ちらりと視線だけ動かすと、うつむき気味の美玲ちゃんと運悪く目が合ってしまった。


私の視線を責めと感じたのか。


「うっ…うぅ……」


美玲ちゃんはすっかり涙目に。


むっ…いい言葉が思いつかない。何もフォローしてあげられない私……本当に情けないです。


「えー、でも楽しかったならいいじゃーん?」


先ほど同様、何のためらいもなく発せられたであろう優菜ちゃんの言葉に、私と美玲ちゃんは同時に顔を上げる。


当の優菜ちゃんはというと、別にドヤ顔をするでもなく至って普通の表情。つまり、今のは無意識のうちに出た言葉。

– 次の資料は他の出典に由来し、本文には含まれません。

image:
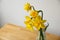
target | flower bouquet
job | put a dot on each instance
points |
(35, 21)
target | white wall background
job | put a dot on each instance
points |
(11, 11)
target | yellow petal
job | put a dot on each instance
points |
(28, 18)
(33, 13)
(27, 7)
(29, 27)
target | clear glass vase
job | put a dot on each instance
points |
(39, 37)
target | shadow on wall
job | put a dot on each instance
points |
(0, 14)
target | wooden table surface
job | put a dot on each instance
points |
(13, 32)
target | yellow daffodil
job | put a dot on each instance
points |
(27, 7)
(33, 13)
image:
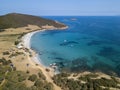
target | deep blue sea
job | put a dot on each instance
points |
(91, 43)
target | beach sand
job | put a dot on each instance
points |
(27, 56)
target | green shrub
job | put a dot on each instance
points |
(38, 83)
(32, 78)
(41, 75)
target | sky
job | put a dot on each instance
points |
(61, 7)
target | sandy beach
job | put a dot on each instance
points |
(34, 61)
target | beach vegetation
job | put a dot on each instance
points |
(32, 77)
(41, 75)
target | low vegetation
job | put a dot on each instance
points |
(10, 79)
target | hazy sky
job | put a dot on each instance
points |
(61, 7)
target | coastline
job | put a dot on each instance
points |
(34, 59)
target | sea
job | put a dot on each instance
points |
(90, 43)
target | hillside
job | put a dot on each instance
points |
(14, 20)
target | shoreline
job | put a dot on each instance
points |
(26, 43)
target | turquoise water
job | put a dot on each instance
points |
(90, 43)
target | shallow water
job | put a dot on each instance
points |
(90, 43)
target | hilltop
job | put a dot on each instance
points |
(15, 20)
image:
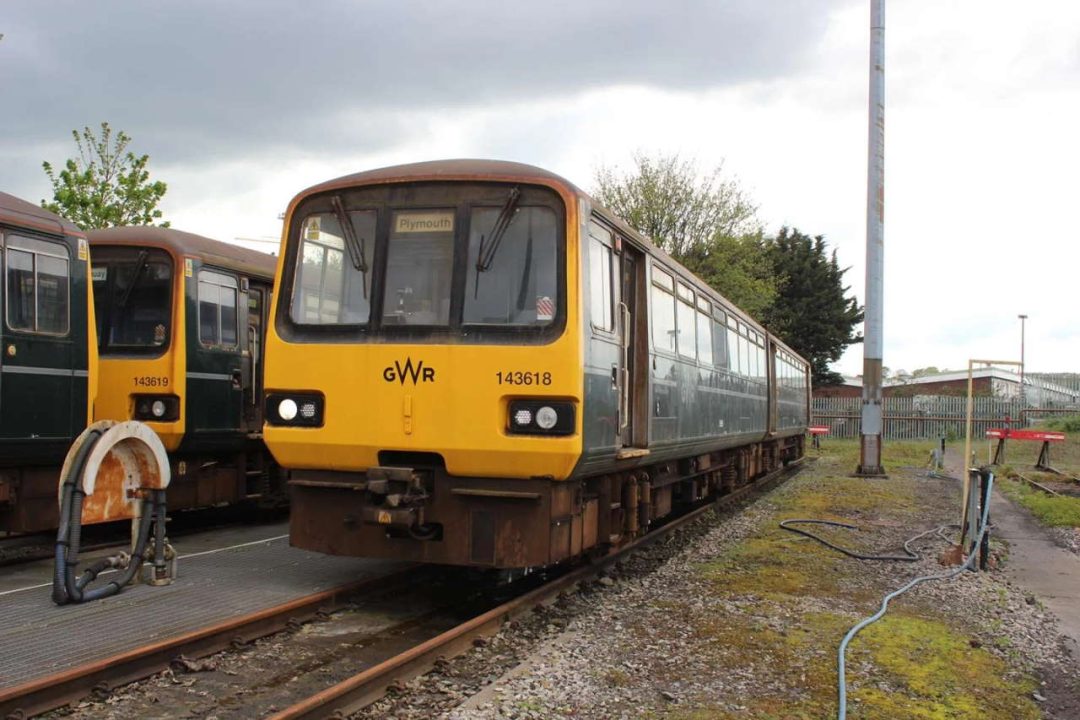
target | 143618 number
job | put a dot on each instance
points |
(523, 378)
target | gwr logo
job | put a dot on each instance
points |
(402, 372)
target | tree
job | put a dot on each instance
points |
(105, 186)
(706, 222)
(812, 311)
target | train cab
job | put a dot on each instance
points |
(180, 325)
(48, 357)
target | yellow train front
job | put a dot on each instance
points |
(470, 364)
(180, 325)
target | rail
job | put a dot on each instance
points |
(363, 689)
(59, 689)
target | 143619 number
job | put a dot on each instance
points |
(523, 378)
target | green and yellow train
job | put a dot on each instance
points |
(472, 363)
(147, 324)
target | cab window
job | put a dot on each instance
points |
(217, 310)
(38, 285)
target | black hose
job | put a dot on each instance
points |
(64, 530)
(66, 586)
(909, 555)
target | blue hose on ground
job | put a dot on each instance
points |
(842, 710)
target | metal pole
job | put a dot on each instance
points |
(1023, 393)
(869, 457)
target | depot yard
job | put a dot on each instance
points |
(745, 621)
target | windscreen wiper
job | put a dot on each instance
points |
(354, 244)
(139, 267)
(486, 255)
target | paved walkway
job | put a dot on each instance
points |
(1035, 561)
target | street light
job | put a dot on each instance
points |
(1023, 395)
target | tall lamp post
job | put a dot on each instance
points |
(873, 421)
(1023, 393)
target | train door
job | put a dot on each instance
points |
(773, 384)
(215, 368)
(257, 303)
(633, 321)
(38, 376)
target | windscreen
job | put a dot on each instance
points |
(442, 258)
(133, 293)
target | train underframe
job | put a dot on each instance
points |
(417, 512)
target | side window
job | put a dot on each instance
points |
(733, 364)
(704, 338)
(663, 311)
(599, 279)
(687, 325)
(719, 338)
(38, 285)
(217, 310)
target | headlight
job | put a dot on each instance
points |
(298, 409)
(286, 409)
(547, 417)
(541, 418)
(157, 408)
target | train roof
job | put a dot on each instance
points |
(463, 168)
(225, 255)
(468, 168)
(17, 212)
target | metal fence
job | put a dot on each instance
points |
(919, 417)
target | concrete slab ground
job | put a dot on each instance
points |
(1036, 562)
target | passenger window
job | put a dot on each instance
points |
(704, 338)
(599, 282)
(687, 325)
(38, 285)
(217, 310)
(719, 344)
(733, 363)
(663, 318)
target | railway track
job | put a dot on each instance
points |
(410, 644)
(32, 547)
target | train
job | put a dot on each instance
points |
(148, 324)
(48, 362)
(472, 363)
(181, 324)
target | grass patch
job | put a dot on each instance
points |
(794, 599)
(931, 671)
(1054, 512)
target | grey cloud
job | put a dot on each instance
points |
(203, 79)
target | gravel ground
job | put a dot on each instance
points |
(667, 637)
(1067, 538)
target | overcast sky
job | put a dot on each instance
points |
(243, 104)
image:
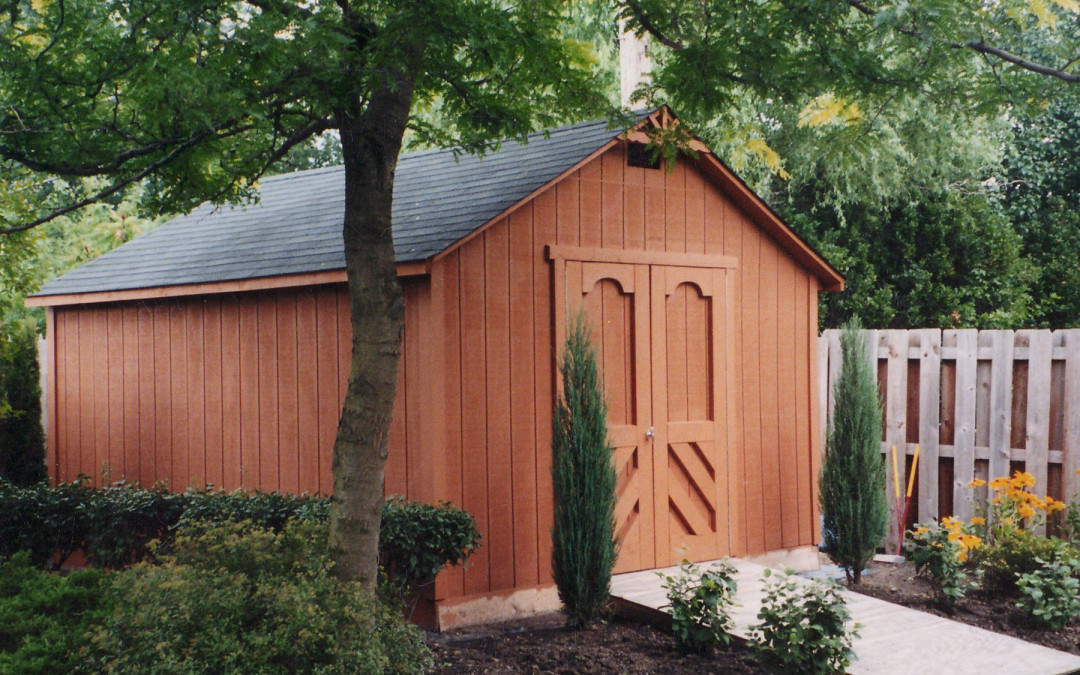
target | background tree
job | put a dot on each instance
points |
(853, 504)
(201, 98)
(583, 482)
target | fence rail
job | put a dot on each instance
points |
(977, 403)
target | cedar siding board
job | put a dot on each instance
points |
(243, 389)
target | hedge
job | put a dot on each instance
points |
(113, 525)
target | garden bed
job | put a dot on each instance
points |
(899, 583)
(541, 645)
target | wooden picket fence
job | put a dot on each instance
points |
(977, 403)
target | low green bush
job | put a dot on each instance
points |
(1015, 554)
(1051, 594)
(700, 605)
(44, 617)
(113, 525)
(804, 628)
(237, 597)
(418, 540)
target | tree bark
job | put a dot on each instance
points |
(370, 139)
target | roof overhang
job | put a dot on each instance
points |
(421, 268)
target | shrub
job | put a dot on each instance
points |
(44, 617)
(22, 437)
(853, 504)
(418, 540)
(1016, 553)
(700, 603)
(804, 628)
(242, 598)
(583, 547)
(940, 553)
(1051, 594)
(113, 525)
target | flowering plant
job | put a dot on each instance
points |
(1013, 505)
(940, 552)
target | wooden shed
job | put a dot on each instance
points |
(215, 350)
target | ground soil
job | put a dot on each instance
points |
(541, 645)
(899, 583)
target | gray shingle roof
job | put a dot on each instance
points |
(296, 226)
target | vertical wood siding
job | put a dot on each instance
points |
(233, 391)
(499, 385)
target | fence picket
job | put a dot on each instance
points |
(963, 435)
(1037, 457)
(1001, 366)
(930, 377)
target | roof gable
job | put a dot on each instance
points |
(295, 227)
(441, 199)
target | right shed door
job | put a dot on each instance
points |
(662, 339)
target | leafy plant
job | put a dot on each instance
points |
(583, 545)
(940, 553)
(44, 617)
(241, 598)
(804, 628)
(1015, 553)
(418, 540)
(1051, 594)
(700, 603)
(853, 505)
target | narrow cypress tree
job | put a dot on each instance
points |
(853, 501)
(583, 545)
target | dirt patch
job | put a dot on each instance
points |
(541, 645)
(899, 583)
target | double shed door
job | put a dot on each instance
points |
(661, 337)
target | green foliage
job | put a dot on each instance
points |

そういうフォローが自然と出てきちゃう優菜ちゃんはやっぱりかっこいいと思ってしまう。


「そ、そうだねっ!うん、楽しかったからいいよね?」


うんうん、と納得しながら笑顔を見せる美玲ちゃんに、私もつられて笑顔になる。


……うん、やっぱり私たちはこうだよね……


優菜ちゃんへの嫉妬心が0になったわけじゃないけれど。


それでも今、私は笑顔でいれてるし、3人でいるのがすごく心地いいんだ。


よし、とりあえず気持ちの整理はついた、っと。


ここからは、本気でクラスを優勝に導くため、応援しますっ。


「さーさっ、応援するよー?いけーっ、我らがAぐ、?」


あれ、テントの中が一気に冷めてった気が……もしかして、私が原因だったりする?